La question « Qui nous a fait ça ?» n'ayant engendré que des délires névrotiques et des théories du complot, l'autre question «En quoi nous sommes-nous trompés ?» a conduit tout naturellement à en poser une troisième : «Comment rectifier le tir ?» Dans cette interrogation et dans les réponses qui y seront apportées résident les plus grands espoirs pour l'avenir.
L'attention médiatique
donnée dans le monde entier aux idées et aux actes
d'Oussama ben Laden et des talibans qui l'hébergeaient a
permis de percevoir avec encore plus d'acuité l'éclipse
de la civilisation qui, en son temps, fut la plus admirable, la plus
avancée et la plus ouverte de toute l'histoire de
l'humanité. Pour un observateur occidental baignant dans la
théorie et la pratique de la liberté, c'est
précisément le manque de liberté, liberté
de l'esprit affranchi des dogmes et de la censure ; liberté de
l'économie affranchie de la corruption et de l'incurie ;
liberté des femmes affranchies de l'oppression masculine ;
liberté des citoyens affranchis de la tyrannie qui est
à la base des maux dont souffre le monde musulman.

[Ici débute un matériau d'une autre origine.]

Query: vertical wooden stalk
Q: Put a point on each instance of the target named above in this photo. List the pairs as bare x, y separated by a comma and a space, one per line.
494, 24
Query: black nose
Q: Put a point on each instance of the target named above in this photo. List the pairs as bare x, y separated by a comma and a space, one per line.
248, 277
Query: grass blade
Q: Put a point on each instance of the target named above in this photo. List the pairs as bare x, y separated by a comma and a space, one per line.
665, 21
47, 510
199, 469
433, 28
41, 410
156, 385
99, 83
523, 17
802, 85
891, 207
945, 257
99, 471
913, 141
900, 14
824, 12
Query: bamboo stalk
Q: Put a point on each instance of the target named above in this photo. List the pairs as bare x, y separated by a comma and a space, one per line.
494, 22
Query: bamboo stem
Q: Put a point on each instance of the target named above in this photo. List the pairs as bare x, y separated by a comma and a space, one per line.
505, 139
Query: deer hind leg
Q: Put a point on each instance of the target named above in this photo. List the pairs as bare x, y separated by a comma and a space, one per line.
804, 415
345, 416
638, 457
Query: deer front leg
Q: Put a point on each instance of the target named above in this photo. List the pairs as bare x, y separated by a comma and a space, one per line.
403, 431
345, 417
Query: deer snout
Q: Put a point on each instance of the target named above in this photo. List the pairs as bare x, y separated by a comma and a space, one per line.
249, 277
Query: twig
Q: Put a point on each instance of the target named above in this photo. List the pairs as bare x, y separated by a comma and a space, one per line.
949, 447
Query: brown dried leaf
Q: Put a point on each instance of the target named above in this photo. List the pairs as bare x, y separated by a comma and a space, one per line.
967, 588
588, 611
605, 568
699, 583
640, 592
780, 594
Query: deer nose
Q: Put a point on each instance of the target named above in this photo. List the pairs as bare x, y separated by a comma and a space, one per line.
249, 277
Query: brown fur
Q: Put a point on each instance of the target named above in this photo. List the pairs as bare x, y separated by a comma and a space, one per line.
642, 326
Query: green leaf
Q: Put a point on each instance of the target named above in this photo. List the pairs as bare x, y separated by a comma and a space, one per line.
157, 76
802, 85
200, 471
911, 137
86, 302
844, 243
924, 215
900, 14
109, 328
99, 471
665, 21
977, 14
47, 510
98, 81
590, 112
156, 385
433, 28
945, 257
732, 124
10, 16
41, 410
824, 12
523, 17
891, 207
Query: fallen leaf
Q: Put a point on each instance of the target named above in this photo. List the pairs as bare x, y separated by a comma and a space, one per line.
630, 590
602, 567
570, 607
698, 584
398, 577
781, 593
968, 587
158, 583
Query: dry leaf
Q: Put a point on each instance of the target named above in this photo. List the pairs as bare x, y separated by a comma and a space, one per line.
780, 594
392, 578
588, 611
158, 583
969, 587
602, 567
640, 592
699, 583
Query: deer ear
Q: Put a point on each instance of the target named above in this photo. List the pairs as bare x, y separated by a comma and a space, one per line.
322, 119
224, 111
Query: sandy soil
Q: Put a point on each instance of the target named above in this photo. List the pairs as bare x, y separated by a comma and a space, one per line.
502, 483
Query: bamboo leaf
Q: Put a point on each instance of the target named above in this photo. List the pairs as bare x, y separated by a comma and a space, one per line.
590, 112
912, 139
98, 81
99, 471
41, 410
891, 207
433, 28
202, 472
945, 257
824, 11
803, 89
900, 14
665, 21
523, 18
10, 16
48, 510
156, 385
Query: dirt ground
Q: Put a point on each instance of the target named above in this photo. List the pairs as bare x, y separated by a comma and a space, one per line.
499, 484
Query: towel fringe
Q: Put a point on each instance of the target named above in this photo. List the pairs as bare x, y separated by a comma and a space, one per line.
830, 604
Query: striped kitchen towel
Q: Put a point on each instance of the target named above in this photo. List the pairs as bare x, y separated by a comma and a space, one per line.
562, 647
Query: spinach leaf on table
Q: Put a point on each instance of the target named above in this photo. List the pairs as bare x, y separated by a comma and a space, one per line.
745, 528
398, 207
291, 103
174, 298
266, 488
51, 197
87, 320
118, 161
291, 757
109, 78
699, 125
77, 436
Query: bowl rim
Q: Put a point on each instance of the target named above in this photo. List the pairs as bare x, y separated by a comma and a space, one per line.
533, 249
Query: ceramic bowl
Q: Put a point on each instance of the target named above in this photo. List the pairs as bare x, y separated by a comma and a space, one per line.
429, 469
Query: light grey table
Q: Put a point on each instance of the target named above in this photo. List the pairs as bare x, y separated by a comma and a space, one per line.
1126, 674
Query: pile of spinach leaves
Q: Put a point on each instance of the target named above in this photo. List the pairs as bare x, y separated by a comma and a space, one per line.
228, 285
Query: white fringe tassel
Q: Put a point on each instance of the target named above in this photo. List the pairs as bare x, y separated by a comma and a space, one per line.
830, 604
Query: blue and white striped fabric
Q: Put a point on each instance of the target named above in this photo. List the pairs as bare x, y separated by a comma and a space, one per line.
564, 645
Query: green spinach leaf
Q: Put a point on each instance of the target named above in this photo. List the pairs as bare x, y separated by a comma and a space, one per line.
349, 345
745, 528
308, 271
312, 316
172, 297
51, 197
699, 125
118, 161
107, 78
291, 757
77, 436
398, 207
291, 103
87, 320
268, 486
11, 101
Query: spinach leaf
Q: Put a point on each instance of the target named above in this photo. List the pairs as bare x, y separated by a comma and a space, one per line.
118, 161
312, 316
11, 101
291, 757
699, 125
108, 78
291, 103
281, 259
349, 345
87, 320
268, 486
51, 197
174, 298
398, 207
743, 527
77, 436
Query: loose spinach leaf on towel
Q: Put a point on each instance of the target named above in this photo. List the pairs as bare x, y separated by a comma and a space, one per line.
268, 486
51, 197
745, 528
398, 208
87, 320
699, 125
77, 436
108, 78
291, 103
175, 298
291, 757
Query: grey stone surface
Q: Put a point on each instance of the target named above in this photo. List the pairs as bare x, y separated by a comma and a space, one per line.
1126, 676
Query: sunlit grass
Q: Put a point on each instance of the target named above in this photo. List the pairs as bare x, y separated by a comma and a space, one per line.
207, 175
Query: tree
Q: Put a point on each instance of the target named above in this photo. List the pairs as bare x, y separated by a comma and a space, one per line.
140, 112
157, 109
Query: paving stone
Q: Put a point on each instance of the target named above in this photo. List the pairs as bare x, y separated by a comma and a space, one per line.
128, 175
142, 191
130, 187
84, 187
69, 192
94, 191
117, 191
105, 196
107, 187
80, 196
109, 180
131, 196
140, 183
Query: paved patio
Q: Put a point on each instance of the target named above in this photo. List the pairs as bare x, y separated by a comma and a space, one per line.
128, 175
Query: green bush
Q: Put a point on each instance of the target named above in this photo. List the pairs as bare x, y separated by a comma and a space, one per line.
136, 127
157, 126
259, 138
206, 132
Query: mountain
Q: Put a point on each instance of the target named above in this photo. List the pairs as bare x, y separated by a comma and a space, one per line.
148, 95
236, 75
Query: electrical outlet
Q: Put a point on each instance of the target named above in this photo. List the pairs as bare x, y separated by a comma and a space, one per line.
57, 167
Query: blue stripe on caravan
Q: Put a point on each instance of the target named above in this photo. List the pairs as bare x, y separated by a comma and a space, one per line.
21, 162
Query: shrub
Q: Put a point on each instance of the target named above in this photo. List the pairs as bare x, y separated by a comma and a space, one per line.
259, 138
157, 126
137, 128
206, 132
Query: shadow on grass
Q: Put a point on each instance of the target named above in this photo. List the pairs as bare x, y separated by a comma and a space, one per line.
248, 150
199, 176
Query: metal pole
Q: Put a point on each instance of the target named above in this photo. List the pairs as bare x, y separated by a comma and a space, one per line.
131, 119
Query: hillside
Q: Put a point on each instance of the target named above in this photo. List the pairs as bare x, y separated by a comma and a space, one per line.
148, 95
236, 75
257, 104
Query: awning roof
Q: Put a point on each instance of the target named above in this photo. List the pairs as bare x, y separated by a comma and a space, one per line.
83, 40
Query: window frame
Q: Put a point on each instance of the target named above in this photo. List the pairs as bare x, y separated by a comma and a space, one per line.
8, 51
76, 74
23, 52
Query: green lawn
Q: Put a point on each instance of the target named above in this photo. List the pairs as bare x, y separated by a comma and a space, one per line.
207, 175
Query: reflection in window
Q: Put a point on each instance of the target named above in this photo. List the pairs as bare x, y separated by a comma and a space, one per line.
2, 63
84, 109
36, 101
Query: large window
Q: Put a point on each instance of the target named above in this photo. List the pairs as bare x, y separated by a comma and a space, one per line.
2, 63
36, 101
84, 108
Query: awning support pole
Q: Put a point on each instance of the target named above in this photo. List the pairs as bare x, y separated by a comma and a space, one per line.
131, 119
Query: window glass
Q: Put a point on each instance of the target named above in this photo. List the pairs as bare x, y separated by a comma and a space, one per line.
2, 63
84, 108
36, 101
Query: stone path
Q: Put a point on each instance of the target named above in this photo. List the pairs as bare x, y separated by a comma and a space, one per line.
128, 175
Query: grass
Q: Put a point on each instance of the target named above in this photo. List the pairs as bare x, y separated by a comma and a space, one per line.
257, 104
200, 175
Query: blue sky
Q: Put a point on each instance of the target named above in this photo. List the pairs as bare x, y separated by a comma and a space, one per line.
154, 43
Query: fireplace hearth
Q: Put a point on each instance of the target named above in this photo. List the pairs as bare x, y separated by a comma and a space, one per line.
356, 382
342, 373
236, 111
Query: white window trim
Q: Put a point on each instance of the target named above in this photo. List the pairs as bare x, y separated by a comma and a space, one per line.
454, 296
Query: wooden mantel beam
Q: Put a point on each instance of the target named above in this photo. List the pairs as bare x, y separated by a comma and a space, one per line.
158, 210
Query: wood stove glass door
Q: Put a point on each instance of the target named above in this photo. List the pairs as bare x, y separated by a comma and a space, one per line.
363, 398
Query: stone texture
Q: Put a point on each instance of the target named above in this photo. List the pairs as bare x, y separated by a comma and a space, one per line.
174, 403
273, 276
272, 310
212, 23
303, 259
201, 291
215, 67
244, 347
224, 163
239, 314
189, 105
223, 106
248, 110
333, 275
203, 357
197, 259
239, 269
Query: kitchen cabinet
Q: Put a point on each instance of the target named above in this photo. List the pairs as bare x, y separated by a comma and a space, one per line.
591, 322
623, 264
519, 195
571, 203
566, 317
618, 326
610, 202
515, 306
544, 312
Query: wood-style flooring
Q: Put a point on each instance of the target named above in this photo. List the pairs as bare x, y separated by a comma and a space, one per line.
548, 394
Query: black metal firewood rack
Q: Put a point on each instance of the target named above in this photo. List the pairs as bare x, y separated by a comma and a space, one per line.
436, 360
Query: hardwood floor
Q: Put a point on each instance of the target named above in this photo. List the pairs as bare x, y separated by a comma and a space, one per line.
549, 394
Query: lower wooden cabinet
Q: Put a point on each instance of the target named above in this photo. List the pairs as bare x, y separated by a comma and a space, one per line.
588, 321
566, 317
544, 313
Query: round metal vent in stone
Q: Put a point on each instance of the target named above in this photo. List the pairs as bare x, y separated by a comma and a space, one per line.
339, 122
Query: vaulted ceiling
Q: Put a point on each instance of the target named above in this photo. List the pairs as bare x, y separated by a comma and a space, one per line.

Toutefois,
comme l'histoire de l'Occident le montre d'abondance, le chemin vers
la démocratie est long et ardu, semé d'embûches
et d'obstacles. Si les peuples du Moyen-Orient continuent dans la
même voie qu'aujourd'hui, le kamikaze qui se fait exploser
risque de devenir une métaphore de toute la région ; il
sera alors impossible d'échapper au funeste engrenage de la
haine et du ressentiment, de la fureur et de
l'autocommisération, de la pauvreté et de l'oppression,
engrenage qui conduira tôt ou tard à une autre
domination étrangère, peut-être celle d'une
nouvelle Europe revenant à ses anciennes pratiques, d'une
Russie ressuscitée ou bien d'une superpuissance encore en
gestation en Extrême-Orient. Ce n'est qu'en renonçant
à leurs griefs et à leur victimisme, en surmontant
leurs querelles, en unissant leurs talents, leur énergie et
leurs ressources dans un même élan créatif, que
ces peuples pourront à nouveau faire du Moyen-Orient ce qu'il
était dans l'Antiquité et au Moyen Age, un haut lieu de
la civilisation. Le choix leur appartient.